Quanti sono i cavalli del branco?
«Sono cinque con cui facciamo trekking dai due ai cinque giorni e anche di più».
Hai un cavallo preferito?
«Sì, sono due cavalle molto giovani, di cui una è ancora una puledra. La più grande ha un’indole vivace e viene cavalcata solo da me. Anche domare la più piccola è stata una sfida che in realtà sta ancora continuando».
L’associazione “Il cavallo Enquiso” propone escursioni a cavallo, lezioni di equitazione, trekking e laboratori: sono attività per tutti?
«Sì, perché proponiamo sia itinerari turistici per chi non vuole rinunciare alle comodità di casa e sia viaggi più faticosi con bivacco notturno. Chi partecipa alla vita e alle attività di Enquiso non pratica sport, ma condivide un’esperienza, o addirittura uno stile di vita, o degli ideali, pur con le tante differenze del caso, e ognuno arricchisce il gruppo con le proprie esperienze».
Qual è il primo consiglio?
«Di iniziare per gradi e verificare il proprio livello di preparazione. Anche per questa ragione organizziamo laboratori introduttivi senza stress e senza fretta».

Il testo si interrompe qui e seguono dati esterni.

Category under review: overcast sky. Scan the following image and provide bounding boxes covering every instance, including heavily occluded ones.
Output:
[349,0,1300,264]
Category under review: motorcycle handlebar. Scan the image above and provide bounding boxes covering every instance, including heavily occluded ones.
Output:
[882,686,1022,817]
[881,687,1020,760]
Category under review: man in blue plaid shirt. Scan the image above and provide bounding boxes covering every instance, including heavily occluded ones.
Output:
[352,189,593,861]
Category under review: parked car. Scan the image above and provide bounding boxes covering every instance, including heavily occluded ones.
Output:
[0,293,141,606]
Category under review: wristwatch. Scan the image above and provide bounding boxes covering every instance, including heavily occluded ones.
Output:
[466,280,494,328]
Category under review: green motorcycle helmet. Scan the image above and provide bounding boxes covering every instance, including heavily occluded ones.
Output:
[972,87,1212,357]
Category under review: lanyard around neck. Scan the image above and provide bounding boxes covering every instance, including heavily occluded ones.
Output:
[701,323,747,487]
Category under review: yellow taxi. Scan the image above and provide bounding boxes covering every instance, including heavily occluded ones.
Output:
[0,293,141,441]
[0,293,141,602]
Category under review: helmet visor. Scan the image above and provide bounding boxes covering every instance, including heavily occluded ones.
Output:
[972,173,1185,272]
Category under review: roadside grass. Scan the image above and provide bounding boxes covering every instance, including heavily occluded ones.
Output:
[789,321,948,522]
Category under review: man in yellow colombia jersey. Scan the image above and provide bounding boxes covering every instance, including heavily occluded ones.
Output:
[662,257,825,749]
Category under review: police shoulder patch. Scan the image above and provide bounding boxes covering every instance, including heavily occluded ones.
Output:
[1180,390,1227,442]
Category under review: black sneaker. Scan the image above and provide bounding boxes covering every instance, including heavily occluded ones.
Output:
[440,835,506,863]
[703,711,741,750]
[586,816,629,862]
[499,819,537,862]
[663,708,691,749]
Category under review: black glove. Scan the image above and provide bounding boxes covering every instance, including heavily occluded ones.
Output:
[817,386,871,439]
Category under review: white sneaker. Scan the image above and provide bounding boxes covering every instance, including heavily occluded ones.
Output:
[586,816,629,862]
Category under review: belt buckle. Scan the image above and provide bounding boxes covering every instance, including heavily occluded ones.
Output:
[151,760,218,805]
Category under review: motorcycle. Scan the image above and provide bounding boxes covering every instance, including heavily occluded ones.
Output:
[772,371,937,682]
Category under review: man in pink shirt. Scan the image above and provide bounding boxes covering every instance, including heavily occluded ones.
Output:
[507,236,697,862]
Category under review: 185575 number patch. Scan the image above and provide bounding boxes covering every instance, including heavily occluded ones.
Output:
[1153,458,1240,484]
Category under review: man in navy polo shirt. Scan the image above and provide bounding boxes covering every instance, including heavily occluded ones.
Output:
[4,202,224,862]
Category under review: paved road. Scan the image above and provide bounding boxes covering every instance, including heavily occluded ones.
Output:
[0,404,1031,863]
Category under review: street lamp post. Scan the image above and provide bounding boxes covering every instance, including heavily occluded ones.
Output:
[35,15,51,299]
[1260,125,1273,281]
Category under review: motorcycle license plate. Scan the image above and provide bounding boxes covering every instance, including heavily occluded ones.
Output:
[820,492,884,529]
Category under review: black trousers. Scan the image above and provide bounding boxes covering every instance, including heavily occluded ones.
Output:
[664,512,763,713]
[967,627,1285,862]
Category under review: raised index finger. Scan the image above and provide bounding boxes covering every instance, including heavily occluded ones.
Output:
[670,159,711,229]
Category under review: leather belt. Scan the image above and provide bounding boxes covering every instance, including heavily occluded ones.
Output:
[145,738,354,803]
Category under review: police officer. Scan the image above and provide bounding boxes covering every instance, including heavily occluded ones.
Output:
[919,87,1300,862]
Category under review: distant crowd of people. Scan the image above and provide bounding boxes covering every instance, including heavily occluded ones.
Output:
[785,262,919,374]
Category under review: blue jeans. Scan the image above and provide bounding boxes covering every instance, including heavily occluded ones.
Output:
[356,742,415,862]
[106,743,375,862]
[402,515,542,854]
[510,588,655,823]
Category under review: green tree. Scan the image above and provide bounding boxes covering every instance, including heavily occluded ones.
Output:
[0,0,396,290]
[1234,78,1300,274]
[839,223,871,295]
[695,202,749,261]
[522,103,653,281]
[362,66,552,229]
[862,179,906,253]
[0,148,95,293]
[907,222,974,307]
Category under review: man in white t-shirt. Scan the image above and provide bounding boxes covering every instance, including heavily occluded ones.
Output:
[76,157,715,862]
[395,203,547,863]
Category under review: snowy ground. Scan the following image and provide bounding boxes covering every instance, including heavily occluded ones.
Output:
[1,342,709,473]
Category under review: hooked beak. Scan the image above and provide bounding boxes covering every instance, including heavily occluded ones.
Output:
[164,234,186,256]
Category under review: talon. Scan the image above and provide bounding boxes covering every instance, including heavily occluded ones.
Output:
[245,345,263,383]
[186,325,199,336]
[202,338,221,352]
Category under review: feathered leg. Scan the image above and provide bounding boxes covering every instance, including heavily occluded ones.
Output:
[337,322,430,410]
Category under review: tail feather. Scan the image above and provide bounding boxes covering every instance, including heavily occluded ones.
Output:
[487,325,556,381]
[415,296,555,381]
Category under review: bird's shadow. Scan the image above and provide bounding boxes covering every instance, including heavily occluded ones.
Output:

Ma chi è il cavallo Enquiso?
«Enquiso era un cavallo come tanti: quando venne affidato a mio nonno durante l’ultima guerra mondiale, era anziano, aveva i segni delle focature sui garretti. Mio nonno è geometra, non era mai montato a cavallo in vita sua, ma gli fu assegnato Enquiso per spostarsi e poter compiere misurazioni per il puntamento dei cannoni. Imparò il minimo indispensabile per stare in sella, e così Enquiso diventò suo compagno. Mio nonno serbava per lui le briciole di pane nella tasca del giaccone, e lui aveva imparato a ficcarci il naso per mangiarle… Di Enquiso ne sono esistiti, ne esistono e ne esisteranno tanti, è anche grazie a loro che ci sentiamo vivi. Ogni cavallo e ogni cavaliere hanno vissuto o vivranno esperienze, banali o straordinarie a seconda dei punti di vista, eppure uniche e indimenticabili. Per questo abbiamo dedicato l’associazione alla memoria di Enquiso, e vorremmo poter raccontare la storia di mille e più cavalli come lui, e dei loro cavalieri».
Cosa pensi del Palio di Siena?
«È diventato sempre più pericoloso perché cavalli e fantini sono troppo esposti. E poi i tanti incidenti non sono un buon biglietto da visita per l’immagine della città. In passato non c’erano cavalli così veloci e così fragili come adesso. Le immagini degli incidenti sono un obbrobrio».